It is no accident that Under
the Net was published only one year after Murdoch's acclaimed study
of Sartre, which concluded with her complaint that Sartre's 'inability
to write a great novel is a tragic symptom of situation which afflicts
us all.î Sartre's deficiency was one which Murdoch herself sought to remedy.
Under the Net features
a Sartrean protagonist and narrator, Jake Donaghue, who appropriately signals
his creator's indebtedness to the French writer by intiating his first-person
narrative with a description of his return to England from France, bearing
cases heavy with French books. Jake is literally carrying the Sartrean
baggage of existentialist philosophy which will inform his thought, his
acts, and his choices - or his perceived lack of them - throughout the
book.
Although one must be wary
of scrutinizing literary works for biographical fragments of their authors,
it seems safe to assume that Jake, like the protagonist of The Red and
the Green - Andrew Chase-White - represents aspects of Iris Murdoch's own
character and experiences. Murdoch was enamoured with Sartrean philosophy
despite her implicitly criticizing his concern with essences rather than
materiality in Under the Net, Jake Donoghue, like Murdoch and Sartre,
is a writer but one suffering from prolonged writer's block, preferring
to earn his money more easily by translating the works of a popular but
second-rate French writer, Jean Pierre Breteuil.

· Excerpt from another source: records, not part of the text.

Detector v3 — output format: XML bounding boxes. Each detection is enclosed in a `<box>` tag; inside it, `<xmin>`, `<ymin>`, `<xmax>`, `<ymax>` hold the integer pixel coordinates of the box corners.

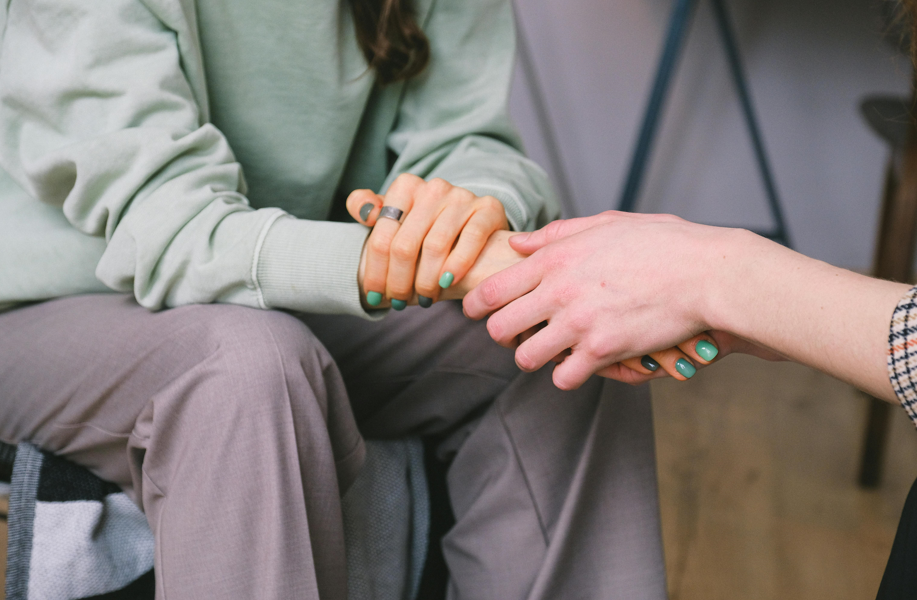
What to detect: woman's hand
<box><xmin>347</xmin><ymin>174</ymin><xmax>509</xmax><ymax>310</ymax></box>
<box><xmin>465</xmin><ymin>212</ymin><xmax>740</xmax><ymax>389</ymax></box>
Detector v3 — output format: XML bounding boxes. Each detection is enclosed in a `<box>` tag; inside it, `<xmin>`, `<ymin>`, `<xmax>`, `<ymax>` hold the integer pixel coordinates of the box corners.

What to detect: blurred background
<box><xmin>511</xmin><ymin>0</ymin><xmax>917</xmax><ymax>600</ymax></box>
<box><xmin>511</xmin><ymin>0</ymin><xmax>911</xmax><ymax>269</ymax></box>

As for The Red and the Green,
like Murdoch, Andrew is Anglo-Irish, and entertains ambivalent feelings
about Ireland. Like Murdoch, he is the sole child of beloved and loving
parents. Like Murdoch, he was removed from Ireland at an early age, to
spend his childhood in England, visiting Ireland only on holidays. The
mixed emotions these vacations in Ireland arouse in Andrew are vividly
conveyed in The Red and the Green, making one suspect they were shared
by Murdoch herself: it was a place 'intensely familiar and yet disturbingly
alien. It was like a place revisited continually in dreams, both portentous
and fleeting, vivid to the point of necessity, but not entirely real,î
(p. 10). Ireland is a menacing place, inspiring fear and defensiveness
about his Protestantism in Andrew and, possibly, in Murdoch, too.

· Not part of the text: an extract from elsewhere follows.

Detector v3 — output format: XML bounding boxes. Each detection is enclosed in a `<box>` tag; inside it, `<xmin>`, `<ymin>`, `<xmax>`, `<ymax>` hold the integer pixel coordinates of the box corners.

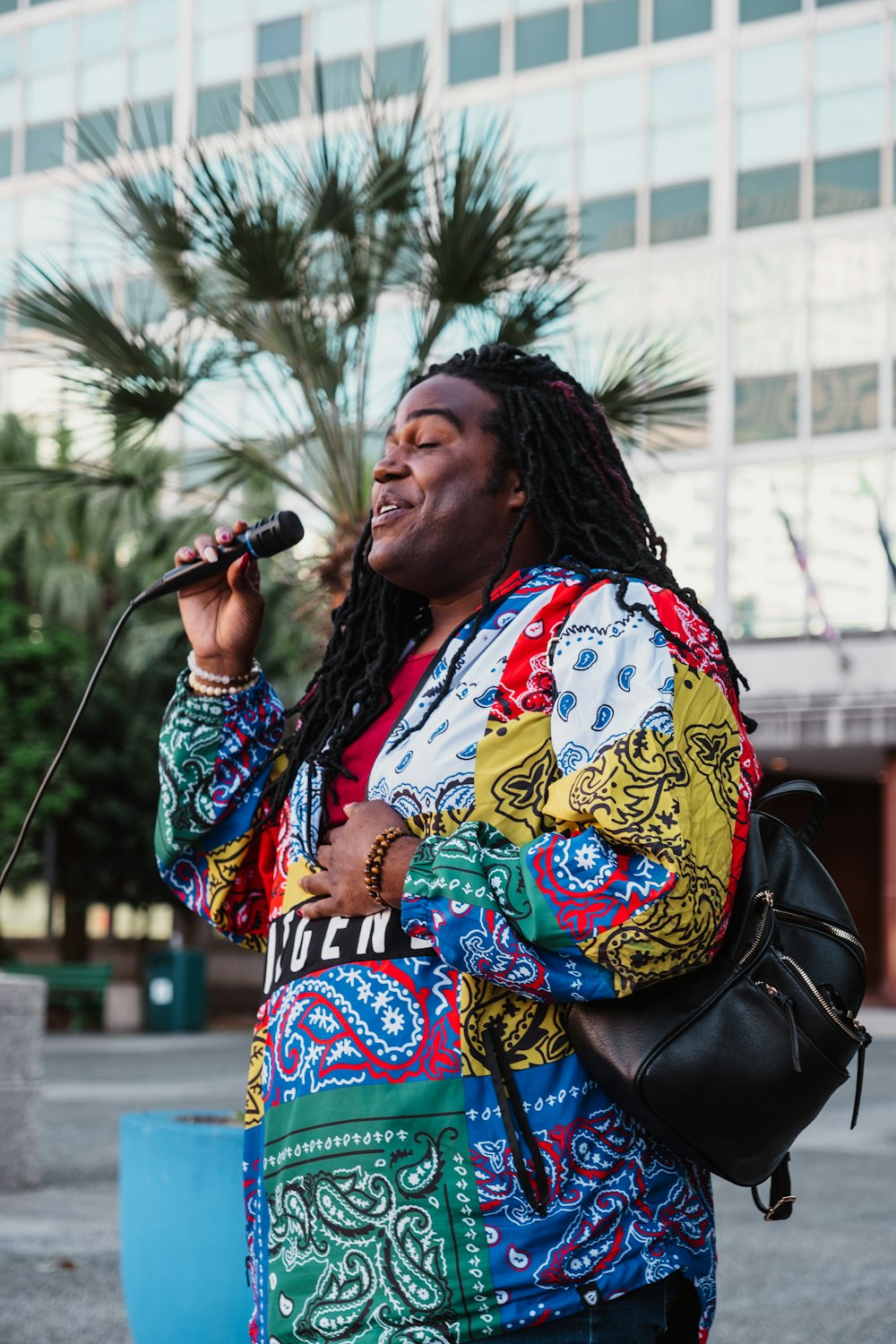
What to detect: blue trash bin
<box><xmin>118</xmin><ymin>1112</ymin><xmax>253</xmax><ymax>1344</ymax></box>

In an essay entitled 'Against
Dryness,' Murdoch identified the Sartrean perception of the human being
as a solitary individual who is 'totally free'. The Sartrean hero of Under
the Net is such a figure. Jake apparently lacks any family
ties. When he returns to England from France, there is no mention of parents
or relatives to whom he might turn for help once he realizes his old girlfriend,
Madge, is turning him out of the
flat he has inhabited rent-free
for the past three years. Unmarried, childless, he is unable
to achieve meaningful contact with
any other human being. His former girlfriends are valuable to him primarily
for opportunistic motives, as individuals who are potential providers of
vital services - of free lodgings or of sexual favours. Jake cherishes
his rootlessness and lack of ties, admitting to having fled Anna, the only
woman who might have inspired him to a marital proposal, on the grounds
that he preferred his
independence.
Jake has little more luck
or interest in maintaining meaningful relationships with male friends.
Some three years before the action described in Under the Net, Jake deliberately
broke all contact with the man he claims he once revered most deeply, Hugo
Belfounder, implausibly explaining that he felt that he had 'betrayed'
Hugo by publishing a fictionalised account of their conversations and that
this act must irrevocably have poisoned their friendship. At the beginning
of the novel, Jake suddenly conceives a desperate desire to meet Hugo again,
a decision no more rationally explicable than his former purposeful avoidance.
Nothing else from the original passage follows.